Dr. Bruce Perry is the Principal of the Neurosequential Network, Senior Fellow of The ChildTrauma Academy, and a Professor (Adjunct) in the Departments of Psychiatry and Behavioral Sciences at the Feinberg School of Medicine at Northwestern University in Chicago and the School of Allied Health at La Trobe University in Melbourne, Australia. From 1993 to 2001 he was the Thomas S. Trammell Research Professor of Psychiatry at Baylor College of Medicine and chief of psychiatry at Texas Children's Hospital.

He’s one of the world’s leading experts on the impact of trauma in childhood, and his work on the impact of abuse, neglect, and trauma on the developing brain has impacted clinical practice, programs, and policy across the world. His work has been instrumental in describing how traumatic events in childhood change the biology of the brain.

Dr. Perry's most recent book, What Happened to You? Conversations on Trauma, Resilience, and Healing, co-authored with Oprah Winfrey, was released earlier this year. Dr. Perry is also the author, with Maia Szalavitz, of The Boy Who Was Raised As A Dog, a bestselling book based on his work with maltreated children, and Born For Love: Why Empathy is Essential and Endangered. Additionally, he’s authored more than 300 journal articles and book chapters and has been the recipient of a variety of professional awards.

Dr. Allison Briscoe-Smith is a child clinical psychologist who specializes in trauma and issues of race. She earned her undergraduate degree from Harvard and then received her Ph.D. in clinical psychology from the University of California, Berkeley. She performed postdoctoral work at the University of California San Francisco/San Francisco General Hospital. She has combined her love of teaching and advocacy by serving as a professor and by directing mental health programs for children experiencing trauma, homelessness, or foster care.
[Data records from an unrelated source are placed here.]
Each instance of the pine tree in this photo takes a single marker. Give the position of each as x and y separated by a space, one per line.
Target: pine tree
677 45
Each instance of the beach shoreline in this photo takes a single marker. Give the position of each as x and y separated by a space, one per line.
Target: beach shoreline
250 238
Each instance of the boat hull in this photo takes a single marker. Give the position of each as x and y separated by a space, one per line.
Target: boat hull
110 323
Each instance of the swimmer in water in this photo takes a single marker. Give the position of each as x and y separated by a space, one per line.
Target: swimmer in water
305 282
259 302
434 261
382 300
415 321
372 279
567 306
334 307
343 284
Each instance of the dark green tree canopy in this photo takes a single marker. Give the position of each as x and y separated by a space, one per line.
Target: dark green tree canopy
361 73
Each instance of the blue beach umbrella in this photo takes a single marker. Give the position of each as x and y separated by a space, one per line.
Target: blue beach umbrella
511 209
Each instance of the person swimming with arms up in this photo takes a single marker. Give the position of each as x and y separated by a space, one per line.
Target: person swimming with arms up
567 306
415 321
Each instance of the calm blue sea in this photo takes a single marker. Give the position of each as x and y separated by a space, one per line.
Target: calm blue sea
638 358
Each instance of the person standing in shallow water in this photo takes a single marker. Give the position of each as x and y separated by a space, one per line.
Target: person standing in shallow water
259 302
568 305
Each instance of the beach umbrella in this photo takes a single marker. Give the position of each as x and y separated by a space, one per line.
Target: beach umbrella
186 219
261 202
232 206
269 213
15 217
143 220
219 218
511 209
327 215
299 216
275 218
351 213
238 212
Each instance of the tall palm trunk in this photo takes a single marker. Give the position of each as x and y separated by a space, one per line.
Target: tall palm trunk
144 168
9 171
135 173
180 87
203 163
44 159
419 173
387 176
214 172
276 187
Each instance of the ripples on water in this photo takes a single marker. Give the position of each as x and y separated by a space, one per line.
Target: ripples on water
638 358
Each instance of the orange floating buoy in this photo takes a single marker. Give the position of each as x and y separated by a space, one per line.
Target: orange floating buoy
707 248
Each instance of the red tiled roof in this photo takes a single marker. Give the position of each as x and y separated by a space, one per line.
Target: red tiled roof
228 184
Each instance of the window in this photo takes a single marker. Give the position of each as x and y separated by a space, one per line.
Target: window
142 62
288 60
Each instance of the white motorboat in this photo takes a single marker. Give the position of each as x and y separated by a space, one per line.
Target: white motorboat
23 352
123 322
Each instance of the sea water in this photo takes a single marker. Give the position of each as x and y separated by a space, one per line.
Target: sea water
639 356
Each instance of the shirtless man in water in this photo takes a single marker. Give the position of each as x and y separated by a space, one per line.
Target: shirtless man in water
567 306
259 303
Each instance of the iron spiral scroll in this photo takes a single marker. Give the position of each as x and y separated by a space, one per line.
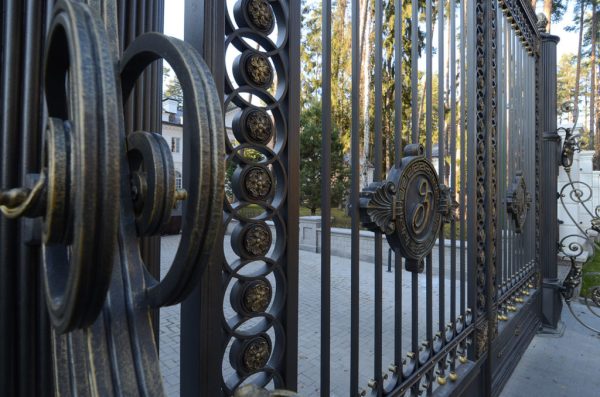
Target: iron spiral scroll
101 188
573 246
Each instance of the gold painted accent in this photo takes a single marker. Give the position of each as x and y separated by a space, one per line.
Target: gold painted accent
453 376
181 194
17 202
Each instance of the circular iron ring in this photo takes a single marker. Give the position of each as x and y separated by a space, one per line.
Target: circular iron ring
204 154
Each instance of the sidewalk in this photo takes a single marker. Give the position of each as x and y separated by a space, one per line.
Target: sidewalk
567 366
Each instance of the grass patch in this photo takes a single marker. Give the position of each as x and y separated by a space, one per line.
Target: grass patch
590 280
Dr. Briscoe-Smith is also a senior fellow of Berkeley’s Greater Good Science Center and is both a professor and the Director of Diversity, Equity, and Inclusion at the Wright Institute. She provides consultation and training to nonprofits and schools on how to support trauma-informed practices and cultural accountability.

Sharon Salzberg is a world-renowned teacher and New York Times bestselling author. She is widely considered one of the most influential individuals in bringing mindfulness practices to the West, and co-founded the Insight Meditation Society in Barre, Massachusetts alongside Jack Kornfield and Joseph Goldstein. Sharon has been a student of Dipa Ma, Anagarika Munindra, and Sayadaw U Pandita alongside other masters.

Sharon has authored 10 books, and is the host of the fantastic Metta Hour podcast. She was a contributing editor of Oprah’s O Magazine, had her work featured in Time and on NPR, and contributed to panels alongside the Dalai Lama.